Vous savez tous ce qu'est un chef…. Un chef a toujours raison ! C'est la définition du CHEFFFF !! Mais chef de quoi ? De culture ?? C'est la personne en charge de la gestion du vignoble : du jeune plant jusqu'au vieux ceps. Il est le lien entre la terre, la plante et les hommes. Il travaille de concert avec le maître de chai pendant la période des vendanges.

First : La plantation sans "se planter"

Le champ est libre ! On plante ! Mais comment faut-il procéder ? Pas de panique, une petite étude de sol s'impose. Une fois les résultats obtenus, le chef de culture pourra choisir le porte greffe (future partie racinaire) le plus adapté, quant au greffon il correspond au cépage. Mon tout forme le pied de vigne, qui sera mis en terre avec un tuteur après un bon labour. Attention si la terre est carencée, il faudra au préalable apporter tous les éléments nutritifs indispensables au bon enracinement du jeune plant.

La parcelle peut être ensuite palissée ou pas, en fonction notamment du port du cépage. Le palissage est le fait de maintenir la végétation en rang, comme une sorte de haie. Cela simplifie grandement le passage des engins mécaniques. Le chef de culture gère l'ensemble du chantier : l'achat des fournitures (piquets, fils…) et l'organisation du travail avec son équipe.

Au bout de 3 ans de soins attentifs, les premiers fruits apparaissant. C'est moins rapide que les fraises !

Puis, la vigne se cultive pendant des dizaines d'années

Le chef de culture orchestre chaque année trois grandes phases intimement liés au cycle végétatif.

En hiver, c'est la taille, cette opération a pour but le maintien de la forme de la souche et la maitrise de la future récolte en limitant le nombre de bourgeons. Il existe différentes sortes de taille en fonction du cépage et de la région viticole (guyot, cordon, gobelet….)

Au printemps, il faut définir le programme phytosanitaire. Les tractoristes sont dans les starting block. Mais comme pour les antibiotiques rien n'est systématique !! Pas de précipitations = pas de précipitation. Autrement dit, temps que les dieux du ciel le permettent et que les maladies ne pointent pas leur nez, il n'y a pas de raison de pulvériser des produits. Les hommes de terrain ont aussi la tâche de maintenir le feuillage de la vigne propre grâce à différentes opérations : l'épamprage, le rognage, l'effeuillage. Il faut également éviter que les herbes folles deviennent envahissantes. Le travail mécanique du sol, c'est-à-dire un labour superficiel permet de contenir la poussée des adventices. Sinon, l'enherbement peut être une solution dans certains cas.
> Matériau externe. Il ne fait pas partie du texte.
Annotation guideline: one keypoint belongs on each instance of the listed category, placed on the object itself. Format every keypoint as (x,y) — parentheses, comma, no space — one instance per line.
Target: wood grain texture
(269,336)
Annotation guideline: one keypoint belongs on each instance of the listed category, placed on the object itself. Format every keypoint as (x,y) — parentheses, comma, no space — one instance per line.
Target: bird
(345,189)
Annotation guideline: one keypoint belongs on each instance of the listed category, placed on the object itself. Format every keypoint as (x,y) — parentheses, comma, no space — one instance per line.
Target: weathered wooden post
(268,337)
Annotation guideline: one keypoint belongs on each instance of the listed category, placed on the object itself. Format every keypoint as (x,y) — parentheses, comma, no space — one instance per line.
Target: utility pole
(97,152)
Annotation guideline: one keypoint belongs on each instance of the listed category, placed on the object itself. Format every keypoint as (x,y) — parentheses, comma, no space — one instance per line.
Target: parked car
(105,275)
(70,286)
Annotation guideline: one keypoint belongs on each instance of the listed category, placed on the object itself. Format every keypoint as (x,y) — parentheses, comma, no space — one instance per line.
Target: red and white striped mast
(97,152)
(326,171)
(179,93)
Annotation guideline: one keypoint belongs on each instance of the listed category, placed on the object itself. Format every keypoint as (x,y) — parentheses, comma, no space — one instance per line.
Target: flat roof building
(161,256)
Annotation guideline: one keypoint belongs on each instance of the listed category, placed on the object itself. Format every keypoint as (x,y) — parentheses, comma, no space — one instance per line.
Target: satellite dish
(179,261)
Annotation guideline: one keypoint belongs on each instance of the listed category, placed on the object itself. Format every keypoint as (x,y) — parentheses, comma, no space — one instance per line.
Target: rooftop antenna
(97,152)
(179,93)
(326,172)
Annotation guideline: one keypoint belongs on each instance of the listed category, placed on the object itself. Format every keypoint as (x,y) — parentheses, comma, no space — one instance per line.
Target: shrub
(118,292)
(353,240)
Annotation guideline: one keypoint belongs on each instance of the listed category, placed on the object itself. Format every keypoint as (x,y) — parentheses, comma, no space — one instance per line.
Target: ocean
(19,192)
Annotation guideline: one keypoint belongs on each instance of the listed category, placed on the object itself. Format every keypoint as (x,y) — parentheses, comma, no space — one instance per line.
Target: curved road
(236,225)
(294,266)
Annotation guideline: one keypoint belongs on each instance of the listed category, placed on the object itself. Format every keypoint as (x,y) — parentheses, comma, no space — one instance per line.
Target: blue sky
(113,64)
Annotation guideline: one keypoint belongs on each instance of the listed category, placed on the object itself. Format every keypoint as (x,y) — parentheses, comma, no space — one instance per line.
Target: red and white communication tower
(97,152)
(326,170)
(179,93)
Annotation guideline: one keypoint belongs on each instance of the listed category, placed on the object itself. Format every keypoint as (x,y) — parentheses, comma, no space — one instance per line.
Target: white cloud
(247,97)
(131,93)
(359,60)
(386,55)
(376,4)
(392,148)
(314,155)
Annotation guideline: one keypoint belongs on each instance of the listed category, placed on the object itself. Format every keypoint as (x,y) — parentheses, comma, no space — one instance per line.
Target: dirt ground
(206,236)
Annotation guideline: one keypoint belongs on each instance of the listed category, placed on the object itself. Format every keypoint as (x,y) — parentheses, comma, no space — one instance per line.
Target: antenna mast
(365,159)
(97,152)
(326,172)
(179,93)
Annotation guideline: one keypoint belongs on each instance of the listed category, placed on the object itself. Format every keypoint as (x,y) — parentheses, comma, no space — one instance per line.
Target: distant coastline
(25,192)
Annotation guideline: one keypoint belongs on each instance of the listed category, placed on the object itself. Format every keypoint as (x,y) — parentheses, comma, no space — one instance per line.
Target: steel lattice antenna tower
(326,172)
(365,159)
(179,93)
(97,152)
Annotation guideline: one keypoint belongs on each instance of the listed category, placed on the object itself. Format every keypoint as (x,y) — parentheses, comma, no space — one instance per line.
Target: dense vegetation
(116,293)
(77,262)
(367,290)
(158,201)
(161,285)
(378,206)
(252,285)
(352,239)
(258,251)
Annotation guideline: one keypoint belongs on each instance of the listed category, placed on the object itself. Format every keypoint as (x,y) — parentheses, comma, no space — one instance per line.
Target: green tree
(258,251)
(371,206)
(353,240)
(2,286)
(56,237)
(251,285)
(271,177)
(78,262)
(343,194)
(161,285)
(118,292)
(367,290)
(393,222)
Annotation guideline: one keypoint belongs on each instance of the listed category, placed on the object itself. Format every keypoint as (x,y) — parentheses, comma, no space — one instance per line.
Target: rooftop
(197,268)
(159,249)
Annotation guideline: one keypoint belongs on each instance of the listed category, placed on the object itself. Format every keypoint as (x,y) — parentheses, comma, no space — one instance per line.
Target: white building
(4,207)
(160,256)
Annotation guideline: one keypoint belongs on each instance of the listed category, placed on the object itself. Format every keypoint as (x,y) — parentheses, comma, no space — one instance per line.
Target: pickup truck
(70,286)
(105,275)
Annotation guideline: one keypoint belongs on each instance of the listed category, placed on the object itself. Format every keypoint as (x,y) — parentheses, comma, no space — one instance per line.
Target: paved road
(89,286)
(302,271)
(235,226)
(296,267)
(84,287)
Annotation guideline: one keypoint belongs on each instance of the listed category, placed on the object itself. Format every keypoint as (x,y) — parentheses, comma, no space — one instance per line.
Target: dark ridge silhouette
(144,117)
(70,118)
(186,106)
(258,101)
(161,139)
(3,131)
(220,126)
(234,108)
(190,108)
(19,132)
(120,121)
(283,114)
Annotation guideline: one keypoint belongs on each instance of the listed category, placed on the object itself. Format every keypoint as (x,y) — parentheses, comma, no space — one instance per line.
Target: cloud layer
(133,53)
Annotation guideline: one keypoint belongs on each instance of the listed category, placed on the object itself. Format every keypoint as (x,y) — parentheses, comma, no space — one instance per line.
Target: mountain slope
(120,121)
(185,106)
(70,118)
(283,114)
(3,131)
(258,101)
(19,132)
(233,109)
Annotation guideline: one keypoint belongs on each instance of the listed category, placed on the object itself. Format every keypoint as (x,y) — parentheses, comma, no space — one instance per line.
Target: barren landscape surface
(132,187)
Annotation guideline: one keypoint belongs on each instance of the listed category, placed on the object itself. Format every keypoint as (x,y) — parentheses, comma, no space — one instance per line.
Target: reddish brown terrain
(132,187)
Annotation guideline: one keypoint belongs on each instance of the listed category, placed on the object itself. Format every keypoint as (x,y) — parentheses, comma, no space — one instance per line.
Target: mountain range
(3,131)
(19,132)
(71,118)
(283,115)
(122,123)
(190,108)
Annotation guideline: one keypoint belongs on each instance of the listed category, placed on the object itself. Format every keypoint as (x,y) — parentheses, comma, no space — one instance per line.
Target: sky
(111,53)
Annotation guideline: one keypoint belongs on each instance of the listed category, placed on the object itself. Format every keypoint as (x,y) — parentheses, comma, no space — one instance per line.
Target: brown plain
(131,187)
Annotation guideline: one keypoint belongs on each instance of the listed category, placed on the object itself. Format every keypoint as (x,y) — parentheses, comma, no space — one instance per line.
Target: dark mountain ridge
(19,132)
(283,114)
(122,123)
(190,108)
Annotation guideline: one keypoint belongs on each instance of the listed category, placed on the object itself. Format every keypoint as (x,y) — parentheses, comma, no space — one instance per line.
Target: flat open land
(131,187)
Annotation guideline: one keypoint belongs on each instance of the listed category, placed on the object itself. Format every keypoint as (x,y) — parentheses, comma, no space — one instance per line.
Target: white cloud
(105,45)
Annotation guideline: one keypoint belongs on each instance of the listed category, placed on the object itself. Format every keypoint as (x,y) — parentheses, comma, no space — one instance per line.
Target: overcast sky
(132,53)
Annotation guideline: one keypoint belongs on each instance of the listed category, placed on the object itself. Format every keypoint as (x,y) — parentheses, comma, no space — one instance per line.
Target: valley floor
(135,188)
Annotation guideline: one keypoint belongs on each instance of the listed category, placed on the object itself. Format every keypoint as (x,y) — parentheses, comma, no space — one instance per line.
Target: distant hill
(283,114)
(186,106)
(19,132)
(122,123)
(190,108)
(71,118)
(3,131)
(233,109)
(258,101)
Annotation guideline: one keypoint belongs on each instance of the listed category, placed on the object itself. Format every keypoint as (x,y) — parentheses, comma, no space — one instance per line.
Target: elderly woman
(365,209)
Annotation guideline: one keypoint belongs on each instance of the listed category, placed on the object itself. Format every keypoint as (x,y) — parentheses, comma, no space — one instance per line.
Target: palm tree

La floraison est une période cruciale, car là aussi la météo, notamment si elle est pluvieuse, peut avoir des conséquences néfastes. Celles-ci peuvent être directes en provoquant des malformations du futur grain de raisin comme la coulure et le millerandage. L'excès d'humidité ambiante est aussi propice au développement de maladie directement sur la grappe comme le mildiou. Après la fermeture de la grappe, lorsque les raisins verts sont suffisamment développés, le chef de culture peut partir en vacances en attendant l'ouverture du banc des vendanges !

Bref ce n'est pas un métier facile ! Cela demande une bonne gestion des parcelles sur l'année avec une réactivité accrue selon les épisodes météorologiques, mais aussi une vision globale du vignoble pour la coordination des arrachages et replantations.